323 pages; Rs 699
There is cyclicality in life, as encapsulated in adages like “History does not repeat itself, but it does rhyme” (attributed to Mark Twain) and “What goes up must come down”. The central proposition of Howard Marks’ book is that stock markets, too, tend to be cyclical. Investors cognisant of this phenomenon can position their portfolios in a way that they are able to benefit from it.
Mr Marks is the co-founder of Oaktree Capital Management. The memos he writes for his clients, in which he offers insights on the markets and the economy, are widely read. Perhaps his memos are rivalled in popularity only by Christopher Woods’s “Greed and Fear” reports. Warren Buffett has said that when he receives one of Mr Marks’s memos, he sets everything else aside to read them. Sankaran Naren, chief investment officer of ICICI Prudential Mutual Fund, has acknowledged Marks’ influence on his investment style.

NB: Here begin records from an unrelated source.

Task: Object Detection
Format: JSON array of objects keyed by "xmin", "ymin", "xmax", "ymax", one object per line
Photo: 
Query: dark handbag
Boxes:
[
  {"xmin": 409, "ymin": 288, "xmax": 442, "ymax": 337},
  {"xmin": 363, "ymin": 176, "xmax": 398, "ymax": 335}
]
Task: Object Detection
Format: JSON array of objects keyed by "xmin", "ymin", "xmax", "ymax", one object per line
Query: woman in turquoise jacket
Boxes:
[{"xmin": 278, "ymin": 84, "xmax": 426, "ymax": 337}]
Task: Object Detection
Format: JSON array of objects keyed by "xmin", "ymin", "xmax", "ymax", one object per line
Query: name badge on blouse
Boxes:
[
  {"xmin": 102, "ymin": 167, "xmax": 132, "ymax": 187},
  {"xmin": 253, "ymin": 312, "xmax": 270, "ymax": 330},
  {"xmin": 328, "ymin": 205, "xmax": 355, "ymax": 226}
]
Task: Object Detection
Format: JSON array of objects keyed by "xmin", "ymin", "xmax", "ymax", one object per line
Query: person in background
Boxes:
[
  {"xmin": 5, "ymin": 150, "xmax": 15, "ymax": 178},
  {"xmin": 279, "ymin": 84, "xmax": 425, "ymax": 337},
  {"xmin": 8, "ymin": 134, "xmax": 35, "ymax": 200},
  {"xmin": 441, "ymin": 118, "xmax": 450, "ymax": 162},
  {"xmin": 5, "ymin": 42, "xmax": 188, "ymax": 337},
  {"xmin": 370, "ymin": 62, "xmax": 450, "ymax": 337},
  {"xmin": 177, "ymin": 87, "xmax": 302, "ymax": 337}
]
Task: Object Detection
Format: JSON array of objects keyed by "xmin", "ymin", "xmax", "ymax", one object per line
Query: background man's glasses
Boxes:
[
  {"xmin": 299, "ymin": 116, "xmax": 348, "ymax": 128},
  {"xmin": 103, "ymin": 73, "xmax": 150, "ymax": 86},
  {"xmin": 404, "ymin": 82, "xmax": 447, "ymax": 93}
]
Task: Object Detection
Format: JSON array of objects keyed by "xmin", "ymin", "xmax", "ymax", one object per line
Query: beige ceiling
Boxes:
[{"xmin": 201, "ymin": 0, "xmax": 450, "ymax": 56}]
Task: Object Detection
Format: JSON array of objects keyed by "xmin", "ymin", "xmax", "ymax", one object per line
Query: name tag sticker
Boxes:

Market valuations tend to fluctuate. Sometimes the markets become excessively expensive and sometimes excessively cheap. Naive investors believe that the markets are uni-directional. When they have been rising for two or three years, they believe they will continue to do so forever. And when the markets have been depressed for a couple of years, they abandon all hope of them ever rising again. The smart investor, on the other hand, understands cyclicality and seeks to profit from it. He invests only when the odds favour him and abstains when they do not. When valuations become expensive, he books
profits and waits for the markets to correct. With this approach, he tilts the odds of success in his favour. Awareness regarding the market's position in the current cycle also enables him to alter his portfolio stance from aggressive to defensive, and vice versa.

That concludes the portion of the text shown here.